Du point de vue chrétien, nous avons ici un psaume à saveur de béatitude ! Dans le Nouveau Testament, sainte Marie chante « la miséricorde de Dieu » qui « s’étend d’âge en âge sur ceux qui le craignent » (Lc 1,50; cf. Ps 103(102),17). Jésus donne sa bénédiction aux enfants (Mc 10,16//) et, une fois ressuscité, Il la donne à ses disciples (Lc 24,50) avant son ascension. Depuis, la bénédiction est devenue une disposition éthique et spirituelle du chrétien, enseignée dans l’Évangile (Lc 6,28 : « Bénissez ceux qui vous maudissent »), par saint Paul (Rm 12,14 : « Bénissez ceux qui vous persécutent », 1Co 4,12 : « on nous insulte et nous bénissons ») et rappelée par saint Jacques : « nous bénissons le Seigneur et Père » (Jc 3,9). L’épître aux Éphésiens s’ouvre par une double bénédiction, au plan céleste, de Dieu et pour nous : « Béni soit le Dieu et Père de notre Seigneur Jésus Christ, qui nous a bénis par toutes sortes de bénédictions spirituelles, aux cieux, dans le Christ. » (Ep 1,3).

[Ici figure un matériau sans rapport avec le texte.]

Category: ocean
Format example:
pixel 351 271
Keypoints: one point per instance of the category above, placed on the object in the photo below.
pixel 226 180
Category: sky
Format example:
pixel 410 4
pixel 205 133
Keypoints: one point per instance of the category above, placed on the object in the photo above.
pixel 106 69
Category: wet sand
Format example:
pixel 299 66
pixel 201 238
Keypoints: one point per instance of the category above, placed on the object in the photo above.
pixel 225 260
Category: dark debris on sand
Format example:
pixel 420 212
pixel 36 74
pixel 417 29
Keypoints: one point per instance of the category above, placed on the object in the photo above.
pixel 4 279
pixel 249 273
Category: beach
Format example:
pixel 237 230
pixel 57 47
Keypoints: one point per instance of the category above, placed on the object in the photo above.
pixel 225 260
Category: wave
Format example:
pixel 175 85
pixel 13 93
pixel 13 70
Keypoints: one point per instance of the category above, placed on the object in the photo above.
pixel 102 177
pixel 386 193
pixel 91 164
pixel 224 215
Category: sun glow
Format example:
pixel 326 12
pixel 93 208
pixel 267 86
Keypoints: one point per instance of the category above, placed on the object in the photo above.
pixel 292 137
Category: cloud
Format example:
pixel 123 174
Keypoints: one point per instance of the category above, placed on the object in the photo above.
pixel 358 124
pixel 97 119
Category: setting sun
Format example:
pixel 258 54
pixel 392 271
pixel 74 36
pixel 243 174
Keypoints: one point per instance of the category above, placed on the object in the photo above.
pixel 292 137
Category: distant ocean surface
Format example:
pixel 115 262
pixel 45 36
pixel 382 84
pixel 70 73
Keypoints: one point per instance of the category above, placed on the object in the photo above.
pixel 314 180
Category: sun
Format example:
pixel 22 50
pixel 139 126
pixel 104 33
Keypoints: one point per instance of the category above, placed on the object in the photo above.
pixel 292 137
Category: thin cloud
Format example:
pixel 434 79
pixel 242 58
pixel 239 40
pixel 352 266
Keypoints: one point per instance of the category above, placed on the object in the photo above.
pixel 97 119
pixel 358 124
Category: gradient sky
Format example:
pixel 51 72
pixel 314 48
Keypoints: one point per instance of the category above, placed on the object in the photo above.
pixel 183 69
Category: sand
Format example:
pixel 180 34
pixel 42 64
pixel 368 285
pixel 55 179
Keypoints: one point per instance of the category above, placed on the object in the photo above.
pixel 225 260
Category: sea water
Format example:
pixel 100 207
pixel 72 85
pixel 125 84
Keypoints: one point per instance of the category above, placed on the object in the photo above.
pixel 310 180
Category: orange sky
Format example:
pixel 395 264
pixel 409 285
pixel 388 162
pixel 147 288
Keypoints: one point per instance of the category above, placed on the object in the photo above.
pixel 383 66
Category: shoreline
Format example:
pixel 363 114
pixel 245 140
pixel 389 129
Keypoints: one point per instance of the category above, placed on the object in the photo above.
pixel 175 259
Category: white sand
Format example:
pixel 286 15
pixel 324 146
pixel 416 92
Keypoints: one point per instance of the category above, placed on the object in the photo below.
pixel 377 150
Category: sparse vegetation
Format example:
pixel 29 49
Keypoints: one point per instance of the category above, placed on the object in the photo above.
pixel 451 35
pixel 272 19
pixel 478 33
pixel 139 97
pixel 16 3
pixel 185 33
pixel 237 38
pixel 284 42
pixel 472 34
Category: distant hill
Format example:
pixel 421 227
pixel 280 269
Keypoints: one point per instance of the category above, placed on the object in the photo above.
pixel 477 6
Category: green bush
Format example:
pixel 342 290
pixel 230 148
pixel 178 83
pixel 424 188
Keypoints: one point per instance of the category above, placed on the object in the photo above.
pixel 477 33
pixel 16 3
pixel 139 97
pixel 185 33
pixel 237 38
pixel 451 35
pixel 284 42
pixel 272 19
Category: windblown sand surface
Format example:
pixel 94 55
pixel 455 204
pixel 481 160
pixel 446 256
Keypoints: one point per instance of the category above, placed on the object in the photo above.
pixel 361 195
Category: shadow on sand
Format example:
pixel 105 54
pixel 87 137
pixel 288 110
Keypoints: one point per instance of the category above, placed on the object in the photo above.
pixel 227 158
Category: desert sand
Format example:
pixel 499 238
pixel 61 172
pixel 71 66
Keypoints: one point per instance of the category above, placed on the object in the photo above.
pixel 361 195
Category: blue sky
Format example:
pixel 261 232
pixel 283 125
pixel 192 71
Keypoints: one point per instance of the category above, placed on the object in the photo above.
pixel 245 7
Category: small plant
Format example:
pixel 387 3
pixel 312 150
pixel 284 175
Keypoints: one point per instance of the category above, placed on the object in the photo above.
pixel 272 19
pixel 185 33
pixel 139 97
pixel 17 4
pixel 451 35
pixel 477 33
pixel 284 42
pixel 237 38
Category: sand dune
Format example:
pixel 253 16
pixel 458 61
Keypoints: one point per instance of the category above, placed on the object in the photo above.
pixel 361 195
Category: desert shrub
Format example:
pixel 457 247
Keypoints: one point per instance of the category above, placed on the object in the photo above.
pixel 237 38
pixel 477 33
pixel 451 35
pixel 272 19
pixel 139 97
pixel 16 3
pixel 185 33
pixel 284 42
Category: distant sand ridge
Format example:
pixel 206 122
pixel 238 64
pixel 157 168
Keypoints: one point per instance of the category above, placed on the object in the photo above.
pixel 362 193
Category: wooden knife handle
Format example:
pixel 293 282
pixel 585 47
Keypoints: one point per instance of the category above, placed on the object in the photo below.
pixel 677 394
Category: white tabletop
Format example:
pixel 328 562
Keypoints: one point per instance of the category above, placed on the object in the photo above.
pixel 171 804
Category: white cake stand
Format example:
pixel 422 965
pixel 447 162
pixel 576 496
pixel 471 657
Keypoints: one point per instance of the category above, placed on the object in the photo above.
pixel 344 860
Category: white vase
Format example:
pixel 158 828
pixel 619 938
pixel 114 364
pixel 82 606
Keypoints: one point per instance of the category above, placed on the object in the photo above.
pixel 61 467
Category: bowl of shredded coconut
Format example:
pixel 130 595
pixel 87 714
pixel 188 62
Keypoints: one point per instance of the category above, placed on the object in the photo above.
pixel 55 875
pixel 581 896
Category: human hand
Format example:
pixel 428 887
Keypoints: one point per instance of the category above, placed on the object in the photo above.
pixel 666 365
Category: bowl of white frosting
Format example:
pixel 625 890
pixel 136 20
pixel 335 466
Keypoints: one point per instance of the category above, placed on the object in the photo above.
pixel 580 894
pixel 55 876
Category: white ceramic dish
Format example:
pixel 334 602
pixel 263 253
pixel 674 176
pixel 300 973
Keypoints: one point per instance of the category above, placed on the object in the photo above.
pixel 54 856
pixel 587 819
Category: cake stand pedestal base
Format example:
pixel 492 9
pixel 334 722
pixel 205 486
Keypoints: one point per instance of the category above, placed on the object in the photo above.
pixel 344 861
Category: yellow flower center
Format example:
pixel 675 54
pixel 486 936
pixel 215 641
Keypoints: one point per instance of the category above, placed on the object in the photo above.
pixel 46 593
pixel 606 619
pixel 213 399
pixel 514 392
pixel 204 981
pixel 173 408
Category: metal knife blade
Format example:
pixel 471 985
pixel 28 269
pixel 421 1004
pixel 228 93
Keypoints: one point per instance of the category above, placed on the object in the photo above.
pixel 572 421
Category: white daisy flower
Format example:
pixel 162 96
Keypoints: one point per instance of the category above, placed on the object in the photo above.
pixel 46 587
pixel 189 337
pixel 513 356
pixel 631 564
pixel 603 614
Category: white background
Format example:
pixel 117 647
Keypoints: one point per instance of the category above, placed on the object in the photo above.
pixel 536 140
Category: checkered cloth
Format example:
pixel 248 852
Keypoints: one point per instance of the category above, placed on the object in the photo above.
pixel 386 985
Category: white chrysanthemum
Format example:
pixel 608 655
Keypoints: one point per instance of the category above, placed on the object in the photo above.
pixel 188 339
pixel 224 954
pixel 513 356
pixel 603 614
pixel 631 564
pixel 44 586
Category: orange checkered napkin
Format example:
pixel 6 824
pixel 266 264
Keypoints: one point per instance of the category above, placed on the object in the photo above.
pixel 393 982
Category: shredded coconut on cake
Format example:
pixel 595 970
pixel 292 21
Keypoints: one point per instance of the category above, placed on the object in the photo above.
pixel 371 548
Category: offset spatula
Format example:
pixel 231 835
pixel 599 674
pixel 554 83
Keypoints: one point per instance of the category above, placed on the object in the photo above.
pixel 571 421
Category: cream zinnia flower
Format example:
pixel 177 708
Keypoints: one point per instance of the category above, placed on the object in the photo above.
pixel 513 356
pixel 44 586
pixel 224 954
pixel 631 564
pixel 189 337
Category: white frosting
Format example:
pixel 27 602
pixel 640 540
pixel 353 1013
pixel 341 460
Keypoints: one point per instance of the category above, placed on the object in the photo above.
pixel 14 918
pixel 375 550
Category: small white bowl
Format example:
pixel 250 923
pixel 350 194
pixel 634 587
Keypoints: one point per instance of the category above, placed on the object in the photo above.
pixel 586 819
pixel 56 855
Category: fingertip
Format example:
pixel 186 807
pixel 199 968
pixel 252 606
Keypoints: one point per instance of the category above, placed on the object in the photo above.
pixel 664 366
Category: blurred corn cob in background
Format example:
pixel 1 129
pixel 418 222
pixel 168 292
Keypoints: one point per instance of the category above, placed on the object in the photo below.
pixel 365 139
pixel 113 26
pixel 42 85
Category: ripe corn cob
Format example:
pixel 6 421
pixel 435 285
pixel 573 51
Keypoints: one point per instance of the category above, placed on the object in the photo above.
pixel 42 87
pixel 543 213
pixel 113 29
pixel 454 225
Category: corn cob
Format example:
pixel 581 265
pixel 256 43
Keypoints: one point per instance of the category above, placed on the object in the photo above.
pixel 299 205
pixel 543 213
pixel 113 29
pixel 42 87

Saint Pierre, quant à lui,  adresse à tous cette magnifique exhortation : « Soyez en parfait accord, dans la compassion, pleins d’affection fraternelle, de miséricorde, d’humilité. Ne rendez pas mal pour mal, insulte pour insulte; bénissez, au contraire, car c’est à cela que vous avez été appelés, afin d’hériter la bénédiction. » (1Pi 3,9).

La devise des Dominicains s’en inspire très justement : « Louer, bénir, prêcher »!

La réalisation messianique s’accomplit dès lors que l’on voit dans « le travail » l’œuvre de Dieu en nous; dans « la maison » l’épouse du Christ, son église; dans « les fils » les baptisés; dans « la table » le banquet eucharistique et dans « la paix » le Christ lui-même.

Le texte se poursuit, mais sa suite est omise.